Osteoarthritis (OA) is a heterogeneous disease involving the whole joint. The pathogenesis involves oxidative stress levels and chronic inflammation, and Valencene (VA) has excellent anti-inflammatory and antioxidant stress abilities.

The objective was to study the effects of VA therapy on combating oxidative stress and to evaluate the protective effect of chondrocytes to alleviate the progression of OA.

C57BL6J mouse chondrocytes were used as the primary cells in this study. Mouse chondrocytes were stimulated with IL-1β, and VA was administered in different concentrations. Reactive oxygen species (ROS) assay kits, western blotting, cellular immunofluorescence, and scanning microscopy were used to evaluate VA's antioxidant stress mechanism, anti-inflammatory effect, and cartilage protective ability. The mouse arthritis model constructed by destabilization of medial meniscus (DMM) was observed by micro-CT scan and histology after different treatments.

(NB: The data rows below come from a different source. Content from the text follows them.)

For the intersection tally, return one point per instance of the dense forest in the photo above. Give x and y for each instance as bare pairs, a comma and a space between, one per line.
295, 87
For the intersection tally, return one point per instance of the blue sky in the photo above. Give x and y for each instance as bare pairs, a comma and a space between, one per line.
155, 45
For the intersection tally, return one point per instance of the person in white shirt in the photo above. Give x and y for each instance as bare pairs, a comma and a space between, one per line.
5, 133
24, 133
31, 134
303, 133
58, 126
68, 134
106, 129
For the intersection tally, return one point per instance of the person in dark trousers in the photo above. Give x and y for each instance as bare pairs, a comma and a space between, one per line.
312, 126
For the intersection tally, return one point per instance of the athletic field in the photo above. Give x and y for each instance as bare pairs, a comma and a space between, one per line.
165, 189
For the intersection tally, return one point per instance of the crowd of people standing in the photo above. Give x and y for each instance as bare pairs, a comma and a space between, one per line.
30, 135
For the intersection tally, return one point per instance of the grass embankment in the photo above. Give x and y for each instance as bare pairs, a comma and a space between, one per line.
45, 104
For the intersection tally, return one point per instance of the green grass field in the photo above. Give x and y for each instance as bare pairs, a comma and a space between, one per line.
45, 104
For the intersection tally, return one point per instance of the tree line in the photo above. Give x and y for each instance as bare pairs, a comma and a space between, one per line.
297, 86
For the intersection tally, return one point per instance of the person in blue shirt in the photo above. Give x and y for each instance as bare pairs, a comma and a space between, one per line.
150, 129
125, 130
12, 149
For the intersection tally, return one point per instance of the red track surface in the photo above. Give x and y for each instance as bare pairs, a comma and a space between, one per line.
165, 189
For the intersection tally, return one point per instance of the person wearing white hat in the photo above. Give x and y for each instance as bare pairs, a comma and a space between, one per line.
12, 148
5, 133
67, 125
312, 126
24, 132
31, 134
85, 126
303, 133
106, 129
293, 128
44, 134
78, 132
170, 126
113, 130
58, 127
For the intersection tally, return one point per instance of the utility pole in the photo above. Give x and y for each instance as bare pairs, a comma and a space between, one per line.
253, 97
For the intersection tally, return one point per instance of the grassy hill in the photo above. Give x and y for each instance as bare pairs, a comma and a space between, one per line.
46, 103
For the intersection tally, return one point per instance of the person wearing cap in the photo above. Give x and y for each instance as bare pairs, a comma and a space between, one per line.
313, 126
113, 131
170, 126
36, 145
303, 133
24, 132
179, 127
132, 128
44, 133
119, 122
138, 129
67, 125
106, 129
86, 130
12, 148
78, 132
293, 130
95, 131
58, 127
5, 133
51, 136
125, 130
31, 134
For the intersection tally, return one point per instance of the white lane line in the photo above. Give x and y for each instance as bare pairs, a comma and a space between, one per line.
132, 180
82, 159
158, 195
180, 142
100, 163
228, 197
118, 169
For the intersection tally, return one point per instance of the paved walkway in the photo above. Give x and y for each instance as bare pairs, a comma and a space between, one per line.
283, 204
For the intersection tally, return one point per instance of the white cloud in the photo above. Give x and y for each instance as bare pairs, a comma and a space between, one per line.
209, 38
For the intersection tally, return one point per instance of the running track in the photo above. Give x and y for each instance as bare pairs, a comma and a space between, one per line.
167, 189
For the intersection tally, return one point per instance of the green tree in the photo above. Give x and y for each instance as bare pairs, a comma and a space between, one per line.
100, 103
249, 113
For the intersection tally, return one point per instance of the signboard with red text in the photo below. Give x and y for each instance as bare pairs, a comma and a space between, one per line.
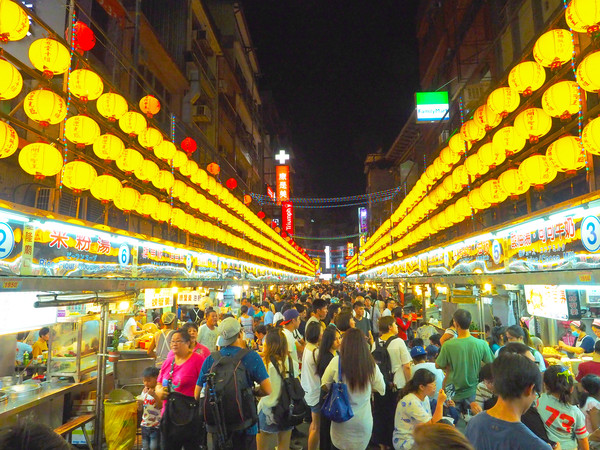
287, 217
282, 174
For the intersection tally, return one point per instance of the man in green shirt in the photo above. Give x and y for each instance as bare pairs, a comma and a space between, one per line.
461, 359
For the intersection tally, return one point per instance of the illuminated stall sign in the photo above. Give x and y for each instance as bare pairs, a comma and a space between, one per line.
282, 173
11, 246
155, 259
67, 251
158, 298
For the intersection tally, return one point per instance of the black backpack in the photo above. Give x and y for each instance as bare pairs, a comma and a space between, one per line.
382, 358
291, 408
228, 402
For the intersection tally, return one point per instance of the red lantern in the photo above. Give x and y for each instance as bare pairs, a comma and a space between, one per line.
84, 37
189, 145
213, 169
231, 184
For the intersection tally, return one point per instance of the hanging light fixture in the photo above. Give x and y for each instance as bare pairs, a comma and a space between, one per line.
41, 160
85, 85
9, 140
45, 107
11, 81
49, 57
111, 106
81, 130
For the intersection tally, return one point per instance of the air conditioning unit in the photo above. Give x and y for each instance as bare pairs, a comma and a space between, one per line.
201, 113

We found that VA can reverse the rise of ROS under IL-1β, the degeneration of the cartilage extracellular matrix, and the production of inflammatory mediators. In terms of mechanism, VA activated NRF2/HO-1/NQO1 pathway, thus enhancing ROS clearance. The phosphorylation of IκBα is inhibited, which further reduces the downstream phosphorylation of P65 in nuclear factor-κB (NF-κB) signaling. In addition, VA inhibited mitogen-activated protein kinase (MAPK) signaling molecules P-JNK, P-ERK, and P-P38, inhibiting the production of inflammatory mediators and thus inhibiting Aggrecan and Collagen Type II （COL2）degeneration. In vivo, VA reduced DMM-induced osteophytes and spurs, suppressed subchondral bone destruction, and reduced articular cartilage erosion.

Our study demonstrated that VA is an effective candidate for OA treatment.